GüncelMakaleler

DÜNYA | ENTERNASYONAL’LE KURTULUR İNSANLIK!-I-

"Kardeş Tarafları ilgilendiren ortak sorunlarla başa çıkmanın tek yolu, istişare ilkesine uygun olarak müzakereler yapmak ve oybirliğiyle anlaşmaya varmaktır.” Ancak, bu konudaki tutumu ne olursa olsun, onun bu görüşleri fiilen uluslararası bir merkez olarak kabul edildi"

Açıklama: Proletaryanın ve de mücadelesinin özünde enternasyonalist olduğu bir gerçekliktir.
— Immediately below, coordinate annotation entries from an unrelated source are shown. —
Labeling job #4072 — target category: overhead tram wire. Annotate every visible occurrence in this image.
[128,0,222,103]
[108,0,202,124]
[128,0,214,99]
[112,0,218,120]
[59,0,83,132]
Diğer yandan, proletaryanın öncü kurmayları, komünist partiler bir yandan ülkelerindeki devrim mücadelesini geliştirerek dünya devriminin bir parçası olurken diğer yandan Marks ve Engels’ten bu yana kurdukları enternasyonal örgütlerle ortak mücadeleyi örgütlemeye çalışmışlardır.

Bugün açısından ise, uzun bir zamandır komünistlerin birliği olarak ifade edilebilecek enternasyonal bir örgütlenmenin olmayışı ve ona duyulan ihtiyaç tüm MLM parti ve örgütler tarafından ortaya konulmaktadır. Uluslararası proletaryanın bu konuda oldukça zengin bir tarihi bulunmaktadır ve bu tarihin doğru bir şekilde analiz edilerek, ortak deneyimler çıkartmak son derece önemlidir.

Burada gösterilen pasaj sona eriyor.